Herceptin

As empresas comerciais não são as únicas proclamando as vantagens de novos tratamentos e subestimando as desvantagens. A publicidade profissional e a cobertura entusiasta dos meios de comunicação podem, da mesma forma, promover os benefícios, ignorando ao mesmo tempo os potenciais pontos negativos. Além disso, esses pontos podem incluir não só efeitos adversos prejudiciais, mas também dificuldades de diagnóstico, como demonstrado por eventos relacionados ao medicamento para o câncer de mama trastuzumab, mais conhecido pelo nome comercial Herceptin® (consultar também o Capítulo 3).

No início de 2006, exigências vociferantes de coligações de pacientes e profissionais, alimentadas pela indústria farmacêutica e pelos meios de comunicação, levaram o Serviço Nacional de Saúde britânico a fornecer Herceptin® a pacientes na fase inicial do câncer de mama. O “poder incomodativo dos pacientes” triunfou e o Herceptin® foi apresentado como um medicamento maravilhoso (consultar o Capítulo 11).

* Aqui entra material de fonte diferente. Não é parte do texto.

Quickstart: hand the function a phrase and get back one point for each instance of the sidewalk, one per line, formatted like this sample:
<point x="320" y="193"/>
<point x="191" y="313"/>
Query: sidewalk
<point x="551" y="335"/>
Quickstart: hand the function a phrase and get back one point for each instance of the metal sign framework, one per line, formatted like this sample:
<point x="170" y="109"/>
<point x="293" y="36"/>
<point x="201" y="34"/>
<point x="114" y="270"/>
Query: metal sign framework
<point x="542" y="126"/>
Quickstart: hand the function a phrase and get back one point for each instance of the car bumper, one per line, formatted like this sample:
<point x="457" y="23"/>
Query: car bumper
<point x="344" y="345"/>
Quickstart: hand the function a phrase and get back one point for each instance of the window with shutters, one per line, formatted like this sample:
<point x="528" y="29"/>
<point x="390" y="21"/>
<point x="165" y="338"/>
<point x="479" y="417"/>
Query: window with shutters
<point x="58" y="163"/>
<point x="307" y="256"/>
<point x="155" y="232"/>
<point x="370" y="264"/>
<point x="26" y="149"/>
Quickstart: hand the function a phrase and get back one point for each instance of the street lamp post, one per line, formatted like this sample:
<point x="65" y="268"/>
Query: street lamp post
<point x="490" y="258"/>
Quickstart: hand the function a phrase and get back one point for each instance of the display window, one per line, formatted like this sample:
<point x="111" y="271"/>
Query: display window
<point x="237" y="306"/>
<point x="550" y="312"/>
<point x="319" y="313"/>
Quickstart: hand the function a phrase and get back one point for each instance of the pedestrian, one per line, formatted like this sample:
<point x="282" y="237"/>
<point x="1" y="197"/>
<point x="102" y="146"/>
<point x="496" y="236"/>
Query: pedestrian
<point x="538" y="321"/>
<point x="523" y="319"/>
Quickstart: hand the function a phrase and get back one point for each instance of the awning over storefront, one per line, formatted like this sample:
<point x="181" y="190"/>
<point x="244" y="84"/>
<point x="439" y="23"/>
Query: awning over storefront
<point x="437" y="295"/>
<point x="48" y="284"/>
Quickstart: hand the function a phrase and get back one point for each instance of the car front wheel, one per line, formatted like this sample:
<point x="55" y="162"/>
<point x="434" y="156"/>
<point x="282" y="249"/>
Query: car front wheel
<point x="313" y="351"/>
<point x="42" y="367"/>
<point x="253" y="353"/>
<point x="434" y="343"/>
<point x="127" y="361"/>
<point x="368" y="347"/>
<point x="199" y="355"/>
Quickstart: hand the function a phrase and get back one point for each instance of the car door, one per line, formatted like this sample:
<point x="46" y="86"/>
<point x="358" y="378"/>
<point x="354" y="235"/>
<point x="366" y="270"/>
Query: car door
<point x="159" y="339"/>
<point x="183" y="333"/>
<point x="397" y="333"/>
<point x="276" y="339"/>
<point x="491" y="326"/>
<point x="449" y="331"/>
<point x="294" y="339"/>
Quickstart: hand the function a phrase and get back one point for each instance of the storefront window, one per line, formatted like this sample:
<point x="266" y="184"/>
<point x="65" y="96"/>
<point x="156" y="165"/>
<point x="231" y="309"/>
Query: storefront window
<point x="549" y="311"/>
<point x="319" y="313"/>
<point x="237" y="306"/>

No entanto, naquela época, o Herceptin® tinha sido licenciado somente para o tratamento do câncer de mama metastático (disseminado) e não havia sido suficientemente testado para ser usado na fase inicial do câncer de mama. Na verdade, os fabricantes tinham somente solicitado uma licença para que esse medicamento fosse usado para tratar as fases iniciais da doença em um subconjunto muito pequeno de mulheres – as que tiveram resultados positivos nos testes efetuados para verificar a presença de uma proteína conhecida como HER2; e apenas uma em cinco mulheres possui esse perfil genético. As dificuldades e os custos da avaliação precisa para verificar se uma paciente é HER2 positivo e a possibilidade de ser incorretamente diagnosticada – e portanto tratada – como um “falso positivo” eram raramente relatados por uma imprensa entusiasta, mas não crítica. Sequer era enfatizado que pelo menos quatro em cada cinco pacientes com câncer de mama não são HER2 positivas.

Só mais tarde, nesse mesmo ano, é que o Instituto Nacional de Saúde e Excelência Clínica (National Institute for Health and Clinical Excellence – NICE) do Reino Unido – organização responsável pela investigação da evidência e pela emissão de diretrizes – foi capaz de recomendar o Herceptin® como opção de tratamento para mulheres na fase inicial do câncer de mama HER-2 positivo. Mesmo assim, houve um aviso importante. Por causa da evidência crescente de que o Herceptin® poderia ter efeitos adversos na função do coração, o NICE recomendou que os médicos deviam avaliar o funcionamento do coração antes de prescrever o medicamento, e não deveriam oferecê-lo a mulheres com vários problemas cardíacos, desde angina até ritmos cardíacos anormais. O NICE decidiu que essa precaução era necessá- ria por causa dos dados de curto prazo sobre os efeitos colaterais, alguns bem graves. Resultados de longo prazo, benéficos e prejudiciais, levam tempo para manifestar-se.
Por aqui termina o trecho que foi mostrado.